A Lua deixou de ser apenas um símbolo de conquista espacial e passou a ser considerada uma fonte estratégica de recursos raros. Entre eles, o hélio-3, um isótopo leve e não radioativo do hélio, tem despertado o interesse de governos, cientistas e empresas privadas.
Recentemente, a Bluefors, líder mundial em sistemas de refrigeração ultrafria, firmou um acordo com a Interlune, startup norte-americana de mineração espacial, para a compra de até 10 mil litros de hélio-3 por ano, entre 2028 e 2037. O contrato, avaliado em mais de US$ 300 milhões, é considerado o primeiro compromisso comercial de grande escala envolvendo o recurso lunar.
O hélio-3 é extremamente raro na Terra. Atualmente, a produção global depende do decaimento de trítio em estoques nucleares, o que gera apenas alguns milhares de litros anuais — muito abaixo da demanda projetada para indústrias emergentes.
Na Lua, porém, o cenário é diferente. Como o satélite não tem campo magnético protetor, o vento solar depositou hélio-3 na camada superficial de poeira lunar ao longo de bilhões de anos. Estima-se que haja milhões de toneladas do isótopo disponíveis, ainda que em concentrações muito baixas no solo.

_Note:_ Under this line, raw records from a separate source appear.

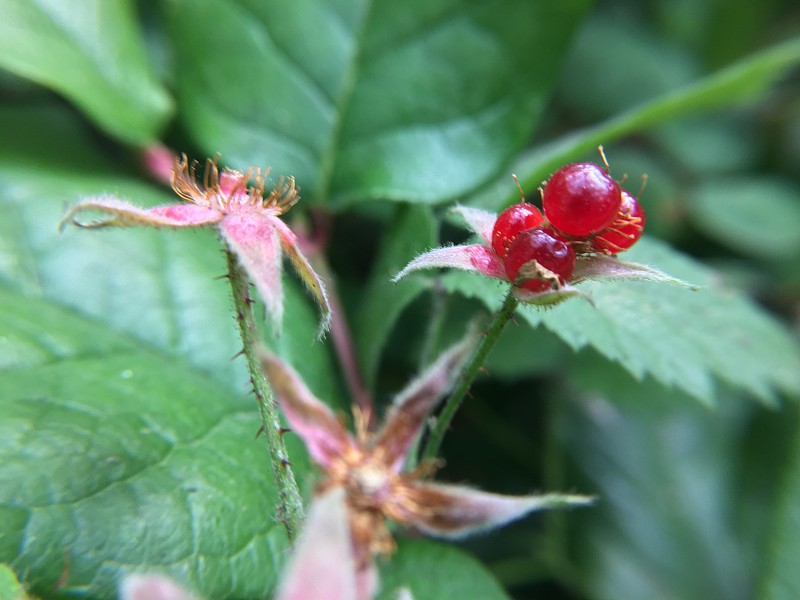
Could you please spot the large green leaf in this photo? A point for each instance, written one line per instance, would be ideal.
(359, 99)
(680, 512)
(682, 337)
(433, 571)
(163, 287)
(10, 587)
(743, 81)
(758, 216)
(412, 231)
(117, 458)
(92, 53)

Na prática, o hélio-3 é fundamental para:
- Computação quântica: usado em refrigeradores de diluição que resfriam qubits a temperaturas próximas do zero absoluto.
- Medicina: quando hiperpolarizado, melhora a qualidade de exames de imagem, como algumas ressonâncias magnéticas.

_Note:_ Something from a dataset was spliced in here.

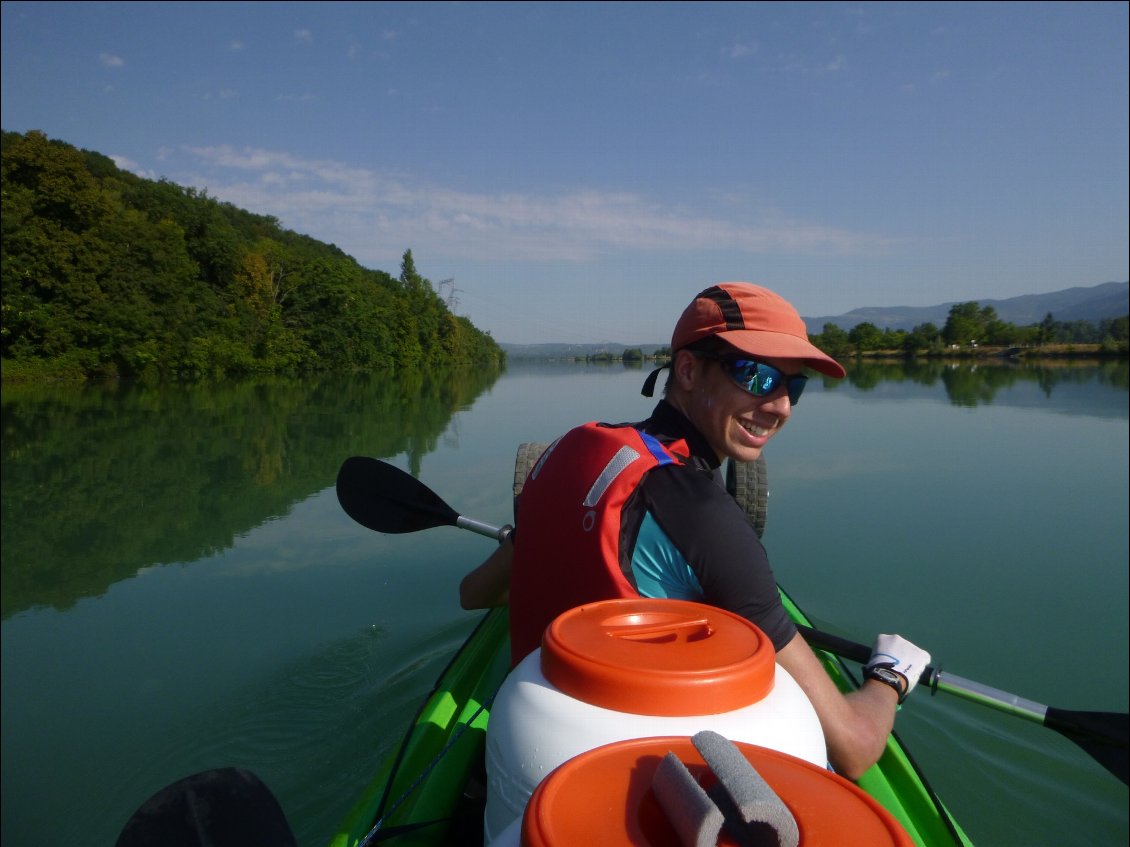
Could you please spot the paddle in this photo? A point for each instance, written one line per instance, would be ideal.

- Segurança: aplicado em detectores de radiação e sistemas de vigilância nuclear.
- Energia limpa (no futuro): teóricos apontam que reatores de fusão com hélio-3 poderiam gerar eletricidade quase sem resíduos radioativos.

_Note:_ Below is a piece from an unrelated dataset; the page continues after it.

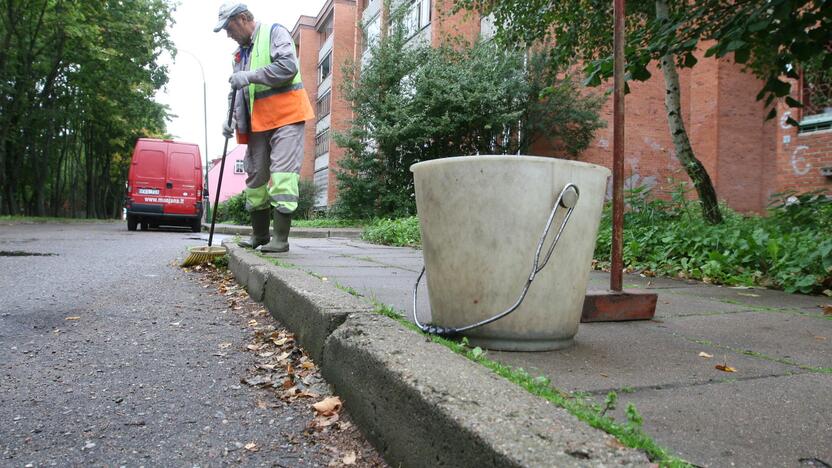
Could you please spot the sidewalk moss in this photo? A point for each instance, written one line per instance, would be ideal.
(629, 433)
(580, 406)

Hoje, o preço da substância pode variar entre US$ 2 mil e US$ 15 mil por litro — chegando a US$ 150 mil por grama. Para comparação, o ouro é negociado a cerca de US$ 120 o grama.
O desafio da mineração lunar
Apesar do potencial, transformar o hélio-3 em produto comercial exige superar barreiras técnicas. O isótopo está disperso em concentrações de partes por bilhão no regolito lunar. Para extrair poucos litros, seria necessário processar volumes de solo equivalentes a uma piscina olímpica cheia de poeira lunar.
O método envolve escavar, aquecer a terra a altas temperaturas, liberar os gases aprisionados e separar o hélio-3 do hélio-4 e de outros elementos. Esse processo requer equipamentos resistentes a condições hostis: poeira abrasiva, baixa gravidade e temperaturas extremas.
A Interlune aposta em colheitadeiras móveis e compactas, capazes de aquecer e filtrar o solo de forma contínua. A empresa já realizou testes em voos de gravidade reduzida e trabalha para adaptar maquinário terrestre ao ambiente lunar.